Question

Time and motion A time-and-motion study measures the time required for an assembly-line worker to perform a repetitive task. The data show that the time required to bring a part from a bin to its position on an automobile chassis varies from car to car according to a Normal distribution with mean $11$seconds and standard deviation $2$seconds. The time required to attach the part to the chassis follows a Normal distribution with mean $20$seconds and standard deviation $4$seconds. The study finds that the times required for the two steps are independent. A part that takes a long time to position, for example, does not take more or less time to attach than other parts.

(a) Find the mean and standard deviation of the time required for the entire operation of positioning and attaching the part.

(b) Management’s goal is for the entire process to take less than $30$seconds. Find the probability that this goal will be met. Show your work

Short answer

(a) Mean and Standard deviation are ${\mu }_S=31and{\sigma }_s=4.47$

(b) The probability that the entire process will take less than$30$seconds is$0.4129$

Step-by-step solution

Part (a) Step 1: Given Information 

A time and motion study measures the time required for an assembly line worker to perform a repetitive task.

Given time required to bring a part from a bin to its position on an automobile chassis X follows a Normal distribution with mean $11$seconds and standard deviation $2$seconds.

The time required to attach the part to the chassis $Y$follows a Normal distribution with mean $20$seconds and standard deviation $4$seconds.

We have to find that the mean and standard deviation of the time required for the entire operation of positioning and attaching the part.

Part (a) Step 2: Calculate the mean and standard deviation 

Consider$S=X+Y$asa random variable which shows the time required for the entire operation of positioning and attaching the part.

Here,

$$\begin{gathered} {\mu }_X=11 \\ {\mu }_Y=20 \end{gathered}$$

Therefore, the mean of $s$

$$\begin{gathered} {\mu }_S={\mu }_X+{\mu }_Y \\ =11+20 \\ =31 \end{gathered}$$

Let's compute the standard deviation of s

Here,

$$\begin{gathered} {\sigma }_Y=2 \\ {\sigma }_Y=4 \end{gathered}$$

Standard deviation of S.

$$\begin{gathered} {\sigma }_S=\sqrt{{{\sigma }_X}^2+{{\sigma }_Y}^2} \\ =\sqrt{2^2+4^2} \\ =4.47 \end{gathered}$$

Part (b) Step 1: Given  Information

Given in the question that Management’s goal is for the entire process to take less than $30$seconds.
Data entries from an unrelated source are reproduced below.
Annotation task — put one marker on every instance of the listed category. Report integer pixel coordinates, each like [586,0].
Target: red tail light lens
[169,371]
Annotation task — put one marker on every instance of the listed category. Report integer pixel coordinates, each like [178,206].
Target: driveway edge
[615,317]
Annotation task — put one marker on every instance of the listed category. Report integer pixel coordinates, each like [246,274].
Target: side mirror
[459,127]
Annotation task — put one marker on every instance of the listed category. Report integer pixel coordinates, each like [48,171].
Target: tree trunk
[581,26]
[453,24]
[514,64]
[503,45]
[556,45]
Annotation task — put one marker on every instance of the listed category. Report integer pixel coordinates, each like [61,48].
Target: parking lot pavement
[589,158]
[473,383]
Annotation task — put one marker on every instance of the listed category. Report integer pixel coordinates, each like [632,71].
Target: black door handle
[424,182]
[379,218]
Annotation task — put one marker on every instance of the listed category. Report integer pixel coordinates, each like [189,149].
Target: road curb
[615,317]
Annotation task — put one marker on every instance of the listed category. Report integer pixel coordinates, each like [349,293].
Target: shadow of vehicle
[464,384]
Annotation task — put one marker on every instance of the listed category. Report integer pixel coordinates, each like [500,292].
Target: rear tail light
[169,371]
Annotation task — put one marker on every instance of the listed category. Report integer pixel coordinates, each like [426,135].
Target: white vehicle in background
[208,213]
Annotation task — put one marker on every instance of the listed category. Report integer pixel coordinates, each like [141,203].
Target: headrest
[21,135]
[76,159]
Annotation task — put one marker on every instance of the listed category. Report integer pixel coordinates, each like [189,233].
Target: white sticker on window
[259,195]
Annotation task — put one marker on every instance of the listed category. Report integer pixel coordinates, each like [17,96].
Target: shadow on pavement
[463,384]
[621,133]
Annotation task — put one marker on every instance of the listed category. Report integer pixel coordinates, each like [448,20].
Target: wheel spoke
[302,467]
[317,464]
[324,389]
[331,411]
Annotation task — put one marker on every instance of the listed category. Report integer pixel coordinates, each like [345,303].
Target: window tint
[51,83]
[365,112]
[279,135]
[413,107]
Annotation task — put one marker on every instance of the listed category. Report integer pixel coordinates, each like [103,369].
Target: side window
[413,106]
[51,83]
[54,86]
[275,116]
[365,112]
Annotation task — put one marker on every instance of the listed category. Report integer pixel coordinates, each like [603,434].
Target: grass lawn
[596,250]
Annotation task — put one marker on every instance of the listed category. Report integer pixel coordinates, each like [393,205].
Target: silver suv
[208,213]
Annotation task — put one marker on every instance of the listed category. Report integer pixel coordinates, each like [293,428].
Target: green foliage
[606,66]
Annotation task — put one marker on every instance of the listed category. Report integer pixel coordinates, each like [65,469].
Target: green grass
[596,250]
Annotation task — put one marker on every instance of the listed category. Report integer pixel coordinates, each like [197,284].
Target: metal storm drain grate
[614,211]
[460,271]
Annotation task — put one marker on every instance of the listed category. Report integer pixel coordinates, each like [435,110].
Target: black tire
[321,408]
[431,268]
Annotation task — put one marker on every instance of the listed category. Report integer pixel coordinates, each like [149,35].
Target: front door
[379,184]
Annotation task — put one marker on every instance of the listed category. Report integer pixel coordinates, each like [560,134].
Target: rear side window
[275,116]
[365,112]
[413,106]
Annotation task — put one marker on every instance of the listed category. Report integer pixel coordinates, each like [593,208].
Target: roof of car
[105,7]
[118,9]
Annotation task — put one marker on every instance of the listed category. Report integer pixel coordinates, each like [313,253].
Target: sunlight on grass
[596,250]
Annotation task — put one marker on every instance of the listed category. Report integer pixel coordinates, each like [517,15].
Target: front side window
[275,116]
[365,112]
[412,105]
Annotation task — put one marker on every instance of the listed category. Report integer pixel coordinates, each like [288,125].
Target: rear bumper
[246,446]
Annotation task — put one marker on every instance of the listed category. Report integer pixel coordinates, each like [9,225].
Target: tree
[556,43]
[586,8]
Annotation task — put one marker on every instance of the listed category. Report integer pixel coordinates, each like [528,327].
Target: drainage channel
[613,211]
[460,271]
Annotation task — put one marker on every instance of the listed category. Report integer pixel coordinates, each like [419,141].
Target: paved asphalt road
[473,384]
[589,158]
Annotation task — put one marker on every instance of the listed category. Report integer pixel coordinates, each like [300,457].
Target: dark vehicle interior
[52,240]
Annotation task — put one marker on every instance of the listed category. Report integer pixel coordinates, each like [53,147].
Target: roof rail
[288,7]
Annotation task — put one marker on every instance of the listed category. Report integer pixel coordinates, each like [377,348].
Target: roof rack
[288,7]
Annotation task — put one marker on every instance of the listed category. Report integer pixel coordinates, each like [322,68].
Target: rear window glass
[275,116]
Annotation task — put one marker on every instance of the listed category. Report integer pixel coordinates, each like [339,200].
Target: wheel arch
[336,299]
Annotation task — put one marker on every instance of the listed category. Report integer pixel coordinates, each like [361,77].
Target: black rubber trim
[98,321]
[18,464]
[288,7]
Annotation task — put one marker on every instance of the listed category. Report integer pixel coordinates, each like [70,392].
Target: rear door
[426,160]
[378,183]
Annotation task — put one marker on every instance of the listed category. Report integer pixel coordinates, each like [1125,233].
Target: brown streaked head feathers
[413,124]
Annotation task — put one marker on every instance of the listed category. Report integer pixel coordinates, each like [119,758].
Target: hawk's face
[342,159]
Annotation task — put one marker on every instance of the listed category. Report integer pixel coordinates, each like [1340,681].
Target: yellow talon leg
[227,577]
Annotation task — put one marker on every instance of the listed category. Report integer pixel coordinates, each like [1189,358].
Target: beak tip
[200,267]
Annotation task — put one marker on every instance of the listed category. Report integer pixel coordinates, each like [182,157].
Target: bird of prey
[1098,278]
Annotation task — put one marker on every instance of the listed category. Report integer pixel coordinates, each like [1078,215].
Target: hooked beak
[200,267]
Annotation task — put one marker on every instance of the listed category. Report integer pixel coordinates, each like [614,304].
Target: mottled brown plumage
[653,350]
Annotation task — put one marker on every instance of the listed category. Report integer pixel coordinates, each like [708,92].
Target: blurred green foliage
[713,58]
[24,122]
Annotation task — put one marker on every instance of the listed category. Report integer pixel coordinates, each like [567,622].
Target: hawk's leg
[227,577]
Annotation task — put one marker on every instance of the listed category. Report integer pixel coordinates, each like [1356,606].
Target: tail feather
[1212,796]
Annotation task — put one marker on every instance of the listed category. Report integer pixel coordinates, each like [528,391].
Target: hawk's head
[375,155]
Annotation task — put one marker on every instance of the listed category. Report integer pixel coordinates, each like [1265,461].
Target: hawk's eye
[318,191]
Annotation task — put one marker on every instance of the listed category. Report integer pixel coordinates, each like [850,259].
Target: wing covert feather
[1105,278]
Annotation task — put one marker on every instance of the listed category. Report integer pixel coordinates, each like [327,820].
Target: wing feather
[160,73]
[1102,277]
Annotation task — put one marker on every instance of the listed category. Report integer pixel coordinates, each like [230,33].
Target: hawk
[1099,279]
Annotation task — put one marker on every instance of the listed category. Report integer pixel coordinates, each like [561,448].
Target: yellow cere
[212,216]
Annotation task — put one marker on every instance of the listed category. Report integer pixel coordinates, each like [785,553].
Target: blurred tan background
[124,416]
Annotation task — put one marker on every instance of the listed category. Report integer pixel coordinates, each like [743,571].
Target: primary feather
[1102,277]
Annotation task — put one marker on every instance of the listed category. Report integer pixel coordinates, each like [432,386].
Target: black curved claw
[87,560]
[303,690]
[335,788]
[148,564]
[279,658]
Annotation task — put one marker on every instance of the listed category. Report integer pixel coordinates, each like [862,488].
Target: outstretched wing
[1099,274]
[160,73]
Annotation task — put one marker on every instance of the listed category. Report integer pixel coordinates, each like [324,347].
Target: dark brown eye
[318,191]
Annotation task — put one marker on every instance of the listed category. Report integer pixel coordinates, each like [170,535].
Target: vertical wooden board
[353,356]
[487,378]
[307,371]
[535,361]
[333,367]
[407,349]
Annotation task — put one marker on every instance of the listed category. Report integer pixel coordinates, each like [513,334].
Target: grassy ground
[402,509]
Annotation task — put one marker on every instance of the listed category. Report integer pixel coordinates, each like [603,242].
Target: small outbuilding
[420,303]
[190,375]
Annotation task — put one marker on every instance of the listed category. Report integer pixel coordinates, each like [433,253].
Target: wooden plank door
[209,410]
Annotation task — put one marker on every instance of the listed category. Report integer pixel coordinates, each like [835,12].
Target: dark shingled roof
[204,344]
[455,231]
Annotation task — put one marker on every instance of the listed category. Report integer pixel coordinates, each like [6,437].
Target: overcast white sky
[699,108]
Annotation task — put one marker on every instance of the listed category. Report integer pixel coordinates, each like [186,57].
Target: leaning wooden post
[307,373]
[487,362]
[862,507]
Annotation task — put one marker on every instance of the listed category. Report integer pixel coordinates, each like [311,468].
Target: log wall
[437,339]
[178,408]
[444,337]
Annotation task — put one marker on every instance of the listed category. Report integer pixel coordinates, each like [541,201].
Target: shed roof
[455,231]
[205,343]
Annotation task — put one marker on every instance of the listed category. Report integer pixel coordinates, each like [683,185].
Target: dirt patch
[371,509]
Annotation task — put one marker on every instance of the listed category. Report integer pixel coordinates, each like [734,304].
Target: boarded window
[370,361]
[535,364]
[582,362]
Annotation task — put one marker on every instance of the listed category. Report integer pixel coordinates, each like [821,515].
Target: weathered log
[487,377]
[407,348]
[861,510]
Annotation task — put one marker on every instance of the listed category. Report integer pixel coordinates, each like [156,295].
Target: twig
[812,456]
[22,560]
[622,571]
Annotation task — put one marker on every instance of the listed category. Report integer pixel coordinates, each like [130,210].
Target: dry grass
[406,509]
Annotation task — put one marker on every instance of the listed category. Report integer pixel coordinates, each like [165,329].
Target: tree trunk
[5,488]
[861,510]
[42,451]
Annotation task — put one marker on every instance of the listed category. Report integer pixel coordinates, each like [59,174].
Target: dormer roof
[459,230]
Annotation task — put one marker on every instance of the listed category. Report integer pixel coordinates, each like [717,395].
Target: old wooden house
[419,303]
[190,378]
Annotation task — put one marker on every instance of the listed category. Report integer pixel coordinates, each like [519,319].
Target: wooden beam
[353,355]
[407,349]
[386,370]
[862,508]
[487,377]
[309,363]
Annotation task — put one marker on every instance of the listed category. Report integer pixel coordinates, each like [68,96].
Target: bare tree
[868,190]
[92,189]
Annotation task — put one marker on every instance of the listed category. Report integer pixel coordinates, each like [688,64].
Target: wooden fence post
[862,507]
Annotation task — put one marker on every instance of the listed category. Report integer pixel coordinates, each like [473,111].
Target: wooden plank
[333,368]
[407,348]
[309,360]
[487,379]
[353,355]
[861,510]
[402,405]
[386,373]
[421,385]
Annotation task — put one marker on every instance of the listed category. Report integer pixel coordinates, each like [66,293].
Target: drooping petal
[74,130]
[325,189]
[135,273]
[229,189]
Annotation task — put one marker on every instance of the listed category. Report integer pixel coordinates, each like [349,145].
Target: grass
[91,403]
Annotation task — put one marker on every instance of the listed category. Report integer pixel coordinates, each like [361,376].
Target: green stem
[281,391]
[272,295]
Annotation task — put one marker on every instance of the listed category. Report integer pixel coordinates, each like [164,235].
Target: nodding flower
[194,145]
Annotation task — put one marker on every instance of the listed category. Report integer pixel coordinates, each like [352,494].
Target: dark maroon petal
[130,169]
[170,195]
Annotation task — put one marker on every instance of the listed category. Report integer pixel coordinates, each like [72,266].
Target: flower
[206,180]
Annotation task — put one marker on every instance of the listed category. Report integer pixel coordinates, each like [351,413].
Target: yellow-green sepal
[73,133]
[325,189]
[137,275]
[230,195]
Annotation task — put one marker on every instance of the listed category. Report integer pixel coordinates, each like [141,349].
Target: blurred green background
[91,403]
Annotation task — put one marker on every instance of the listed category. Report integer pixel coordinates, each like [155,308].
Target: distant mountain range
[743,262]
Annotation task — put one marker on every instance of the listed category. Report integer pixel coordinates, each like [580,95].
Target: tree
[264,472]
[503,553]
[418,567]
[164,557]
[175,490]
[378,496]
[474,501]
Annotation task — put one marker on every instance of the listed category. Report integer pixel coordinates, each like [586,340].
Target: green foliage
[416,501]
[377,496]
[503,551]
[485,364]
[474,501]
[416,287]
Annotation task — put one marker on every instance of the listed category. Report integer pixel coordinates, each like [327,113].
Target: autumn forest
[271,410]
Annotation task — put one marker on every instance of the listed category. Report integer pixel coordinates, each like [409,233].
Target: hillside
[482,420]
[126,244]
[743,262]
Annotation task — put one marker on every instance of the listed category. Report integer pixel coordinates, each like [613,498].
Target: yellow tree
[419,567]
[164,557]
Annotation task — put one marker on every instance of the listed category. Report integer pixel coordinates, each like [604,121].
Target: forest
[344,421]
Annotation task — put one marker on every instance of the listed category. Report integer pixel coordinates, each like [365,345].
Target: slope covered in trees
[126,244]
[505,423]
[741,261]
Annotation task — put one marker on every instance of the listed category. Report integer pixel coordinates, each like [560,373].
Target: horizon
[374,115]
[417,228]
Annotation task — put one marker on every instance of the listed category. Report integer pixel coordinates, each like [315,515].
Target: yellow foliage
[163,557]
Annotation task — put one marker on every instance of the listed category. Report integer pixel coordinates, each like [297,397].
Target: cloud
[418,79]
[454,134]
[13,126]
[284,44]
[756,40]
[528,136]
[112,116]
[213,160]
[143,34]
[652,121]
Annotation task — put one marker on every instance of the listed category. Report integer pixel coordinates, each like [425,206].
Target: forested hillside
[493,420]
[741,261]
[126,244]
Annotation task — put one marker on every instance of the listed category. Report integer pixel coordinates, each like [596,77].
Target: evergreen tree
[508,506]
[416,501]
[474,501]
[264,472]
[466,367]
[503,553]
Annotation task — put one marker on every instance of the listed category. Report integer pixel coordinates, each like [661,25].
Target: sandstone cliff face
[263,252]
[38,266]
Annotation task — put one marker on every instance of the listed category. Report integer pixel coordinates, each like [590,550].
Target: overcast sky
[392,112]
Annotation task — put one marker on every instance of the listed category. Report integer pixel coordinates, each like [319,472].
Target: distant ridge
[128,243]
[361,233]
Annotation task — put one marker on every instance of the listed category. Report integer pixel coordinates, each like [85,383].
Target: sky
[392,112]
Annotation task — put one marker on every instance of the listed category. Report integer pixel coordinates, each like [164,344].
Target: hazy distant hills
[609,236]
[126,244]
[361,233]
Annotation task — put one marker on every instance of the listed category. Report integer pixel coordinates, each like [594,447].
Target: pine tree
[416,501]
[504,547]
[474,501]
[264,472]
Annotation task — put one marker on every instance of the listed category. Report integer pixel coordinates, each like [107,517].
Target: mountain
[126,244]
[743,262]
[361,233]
We have to find the probability that this goal will be met.

Part (b) Step 2: Explanation 

Let's find the probability that the entire process will take less than 30 seconds.

So, $P(X+Y\le 30)$

First we standardize $S=30$

$$\begin{gathered} z=\frac{x-{\mu }_s}{{\sigma }_s} \\ =\frac{30-31}{4.47} \\ =-0.22 \end{gathered}$$

Using a table of typical normal probabilities as a guide,

$P(S\le 30)$

$$\begin{gathered} =P(z\le -0.22) \\ =P(z\ge 0.22) \\ =1-P(z<0.22) \\ =1-0.5871 \\ =0.4129 \end{gathered}$$